BIFF: You fake! You phony little fake! You fake! [Overcome, he turns quickly and weeping fully goes out with his suitcase. Willy is left on the floor on his knees.]
WILLY: I gave you an order! Biff, come back here or I’ll beat you! Come back here! I’ll whip you! (Act 2)
Discovering his father's affair, Biff walks out on Willy both by literally abandoning him in the doorway and by emotionally separating himself from his father. Ironically, it may be that Willy's fear of being abandoned has in part led him to have the affair in the first place.
LINDA [shouting after Biff]: You invite him to dinner. He looks forward to it all day—[Biff appears in his parent’s bedroom, looks around, and exits]—and then you desert him there. There’s no stranger you’d do that to!
LINDA: You’re a pair of animals! Not one, not another living soul would have had the cruelty to walk out on that man in a restaurant! (Act 2)

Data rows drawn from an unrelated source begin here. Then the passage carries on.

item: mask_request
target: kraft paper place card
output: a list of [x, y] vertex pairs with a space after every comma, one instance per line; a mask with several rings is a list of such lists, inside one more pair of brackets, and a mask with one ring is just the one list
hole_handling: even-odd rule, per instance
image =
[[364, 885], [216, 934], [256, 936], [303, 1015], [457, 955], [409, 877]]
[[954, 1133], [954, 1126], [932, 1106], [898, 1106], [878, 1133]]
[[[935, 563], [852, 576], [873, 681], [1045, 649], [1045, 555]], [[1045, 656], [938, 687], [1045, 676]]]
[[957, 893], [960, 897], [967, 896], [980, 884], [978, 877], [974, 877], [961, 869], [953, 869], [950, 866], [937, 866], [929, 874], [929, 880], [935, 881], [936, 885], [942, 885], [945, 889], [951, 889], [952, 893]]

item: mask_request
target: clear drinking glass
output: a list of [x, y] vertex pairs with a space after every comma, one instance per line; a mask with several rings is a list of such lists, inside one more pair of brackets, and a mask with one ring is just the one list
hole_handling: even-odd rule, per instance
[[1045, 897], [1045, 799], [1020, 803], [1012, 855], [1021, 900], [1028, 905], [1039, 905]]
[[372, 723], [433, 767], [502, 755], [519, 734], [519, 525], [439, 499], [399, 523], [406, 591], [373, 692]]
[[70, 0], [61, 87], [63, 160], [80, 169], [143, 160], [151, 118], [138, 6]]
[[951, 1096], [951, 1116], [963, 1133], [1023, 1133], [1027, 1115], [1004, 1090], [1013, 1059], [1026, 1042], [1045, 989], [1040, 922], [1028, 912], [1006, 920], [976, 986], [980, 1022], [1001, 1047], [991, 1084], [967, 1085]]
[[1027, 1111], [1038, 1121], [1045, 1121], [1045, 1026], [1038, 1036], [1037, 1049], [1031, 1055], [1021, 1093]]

Linda's extreme anger at Biff and Happy for leaving Willy at dinner reflects her knowledge that Willy's well-being depends on their attentiveness to him. It really is a pretty jerk move on Biff and Happy's part right? No matter what Willy's flaws are, it's really just not that cool to leave your aging father, babbling to himself in the bathroom. Tsk, tsk, boys.